Worldwide flower family bloomed 50 million years before the dinosaurs
New Curtin-led research has discovered that a group of flowering plants with more than one thousand species worldwide is 150 million years older than botanists previously believed.
Using a similar technique made famous by Jurassic Park, sap from an ancient flowering plant preserved intact within amber, enabled researchers to date the Rhamnaceae, commonly known as the Buckthorn family, back to before the Triassic period when the dinosaurs roamed the Earth.
Published in Trends in Plant Science, John Curtin Distinguished Emeritus Professor Byron Lamont, an evolutionary ecologist at Curtin University, and Dr Tianhua He, a molecular geneticist at Murdoch University, analysed ancient flower fossils from Myanmar, and compared them with living related plants throughout the world setting the age of the family at a remarkable 260 million years.
Professor Lamont said the team analysed the DNA from one of the family’s species, the Phylica flower, to set the molecular clock for the rest of the family.
“Flowering plants are the basis of our entire existence, producing oxygen, food, timber, medicine, habitats for animals and the parks and gardens where we live. Thus, it is of great interest to know how long they have been on Earth and under what circumstances they arose. The Buckthorn family is widespread throughout Africa, Australia, North and South America, Asia and Europe, and yields the popular edible Chinese date,” Professor Lamont said.
“It was previously believed that the Phylica flower evolved about 20 million years ago, and the Buckthorn family 100 million years ago, so these new dates mean the family of flowering plants are much older than botanists could have possibly ever imagined.
“Since the Buckthorn family is not even considered an old member of the flowering plants, this means that flowering plants evolved more than 300 million years ago, a staggering 50 million years before the rise of the dinosaurs.”

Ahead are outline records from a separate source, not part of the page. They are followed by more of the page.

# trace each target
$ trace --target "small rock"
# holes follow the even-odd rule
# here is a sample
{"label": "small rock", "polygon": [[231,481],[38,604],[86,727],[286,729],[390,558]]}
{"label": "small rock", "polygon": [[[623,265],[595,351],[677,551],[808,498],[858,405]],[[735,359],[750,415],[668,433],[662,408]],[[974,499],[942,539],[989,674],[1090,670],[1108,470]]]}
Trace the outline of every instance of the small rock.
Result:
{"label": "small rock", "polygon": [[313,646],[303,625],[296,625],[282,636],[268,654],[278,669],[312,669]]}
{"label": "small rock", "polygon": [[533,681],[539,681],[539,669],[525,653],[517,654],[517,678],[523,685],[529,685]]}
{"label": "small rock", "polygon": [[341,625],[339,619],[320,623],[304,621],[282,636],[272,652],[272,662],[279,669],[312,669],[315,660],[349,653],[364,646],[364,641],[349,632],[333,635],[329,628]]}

Professor Lamont explained that the charcoal, also in the amber, provided an insight into the conditions under which this group of plants evolved.
“We assessed the fire-related traits on as many living species as possible, and then traced them onto the evolutionary tree using a technique called ancestral trait assignment,” Professor Lamont said.
“Coupled with knowledge of the need for heat to promote germination of most living species this showed that the family probably arose in vegetation subject to regular fires.
“Sap, possibly released by fire-injured conifer trees, flowed over the Phylica flowers during the journey and preserved them intact as amber.
“Almost all living species in the Phylica subfamily have hard seeds that require fire to stimulate them.”
The full paper is titled Fossil flowers of Phylica support a 250-million-year ago origin for Rhamnaceae.